プロペシアに限らず、薬はすべて肝臓で分解され、処理されます。ですから、長期にわたって薬を飲むことは肝臓への負担となり、肝機能を低下させることにもなりかねません。

薬は肝臓で処理される


内服薬は口から服用した後、胃や腸で吸収され、毛細血管に入り、体を巡って作用し、その後肝臓へ入り、排出するために分解されます。

肝臓にはシトクロムP450と呼ばれる酵素があり、この酵素によって薬を分解して無害化し、次いで腎臓をとおって尿となり、体の外へ排泄されます。

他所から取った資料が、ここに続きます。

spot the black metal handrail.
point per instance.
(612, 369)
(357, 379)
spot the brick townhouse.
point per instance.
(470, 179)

ですから、薬を飲むと、それを代謝するために肝臓が余計に働かなくてはならなくなり、負担がかかります。風邪薬の場合、短期間の服用なのでたいして問題はないのですが、プロペシアに関しては1年、2年、と、長期に渡って、しかも毎日飲み続ける薬です。

気付かぬ間に肝臓が疲れ、機能が弱まり、肝機能障害を引き起こしてしまうか分かりません。プロペシアに限らず、長期に渡って薬を服用する場合には定期的に血液検査を受け、肝機能をチェックしましょう。血液検査は半年に1回が目安です。

肝機能が落ちるとどうなるのか


肝機能が落ちると、さまざまな毒物が分解・代謝されにくくなるため、長い時間体内を巡ってしまい、体がだるくなります。肝機能障害の症状としては、疲労感、吐き気、食欲不振、黄疸などがあります。しかし、肝機能が低下し始めた段階では自覚症状がないことが多く、血液検査をして初めて気づくことが多いでしょう。

肝機能が落ちると、プロペシアの服用に支障をきたします。プロペシアの成分がスムーズに代謝されないため、長い時間体内を巡ってしまい、副作用が表れやすくなります。肝機能が落ちても服用を続けると、肝臓に更に負担がかかってしまい、肝炎、肝硬変へと進んでしまう可能性も出てきてしまいます。

繰り返しになりますが、長期にわたって薬の服用をするなら、頻繁に肝機能のチェックを受けましょう。